The two of us had been sitting in silence on the spacious terrace of Hotel La Canna, Anastasi’s 14-room refuge on the island of Filicudi. The water of the Tyrrhenian Sea, a few hundred feet below us, looked like gray-green glass. Filicudi is the second-farthest west of the Aeolian Islands, a volcanic archipelago that stretches for 50 miles north of Sicily. Several of the other Aeolians were visible on the horizon, and as Anastasi uncorked our second bottle, I watched pink popcorn-shaped clouds puff up among them, like a luminous island chain of their own.

“People here love silence,” Anastasi told me. He is 55, with serious eyes and a clean-shaven head. “We’re not here to know our neighbors.” Of course, there aren’t many neighbors to know. Filicudi, which has an area of less than four square miles, is home to around 200 people. When I arrived that afternoon, to thunder and lashing rain, I felt like I could have been the only one on the island. Anastasi gave me the key to my room and the run of the place. Despite the weather, he planned to drive down the mountain for his daily swim at one of the narrow, rocky beaches. “Enjoy the view,” he said, sweeping his arm out toward the cliff and leaving me to study the islands in the distance.

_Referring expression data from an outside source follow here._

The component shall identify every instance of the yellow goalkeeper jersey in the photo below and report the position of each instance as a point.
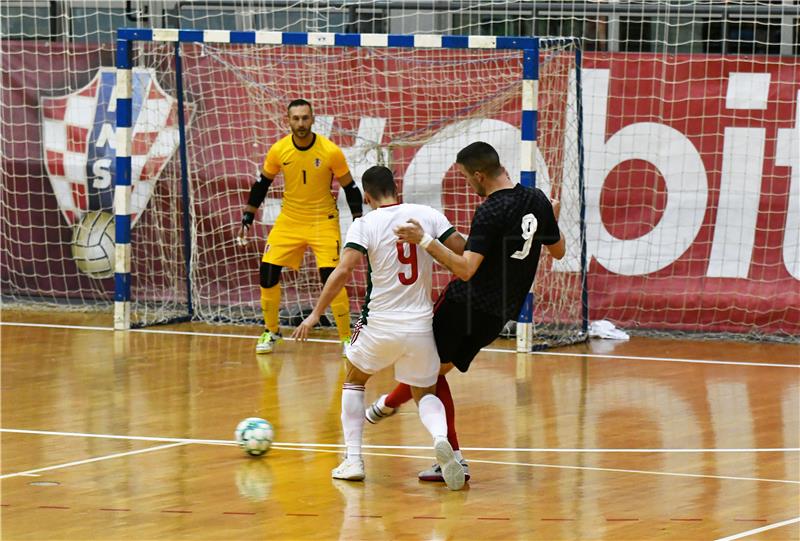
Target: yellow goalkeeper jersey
(308, 173)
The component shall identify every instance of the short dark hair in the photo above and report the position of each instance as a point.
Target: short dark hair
(299, 102)
(378, 182)
(480, 156)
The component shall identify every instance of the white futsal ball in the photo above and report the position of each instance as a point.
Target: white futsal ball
(254, 436)
(93, 244)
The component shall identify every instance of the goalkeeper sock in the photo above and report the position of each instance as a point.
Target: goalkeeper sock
(340, 306)
(270, 303)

The view of the Tyrrhenian Sea from Salina, with Filicudi and Alicudi on the horizon.
The view of the Tyrrhenian Sea from Salina, with Filicudi and Alicudi on the horizon. Simon Watson

So I sat on the covered terrace and got to know them. Salina, the twin-peaked island where I’d be heading the next day, was closest at 15 miles away. I could see Lipari, too, long in the water like an alligator, and Panarea, which Anastasi would tell me later resembles a floating pregnant woman. But most captivating was Stromboli, a truncated cone 39 miles away. It’s a prototypical volcano, and still a very active one. It has served as a geological muse for centuries. The explorers in Jules Verne’s 1864 novel Journey to the Center of the Earth end their adventure on Stromboli after their raft is improbably blown out of one of its fiery vents. J.R.R. Tolkien, it’s been said, used Stromboli as the inspiration for Mount Doom, the perpetually erupting volcano of Middle Earth, to which Frodo is sent to destroy the ring. As the storm passed over Stromboli, the volcano sent trails of white steam up to meet it. I felt a little Frodo-like myself, as if the mountain were pulling me inexorably toward it.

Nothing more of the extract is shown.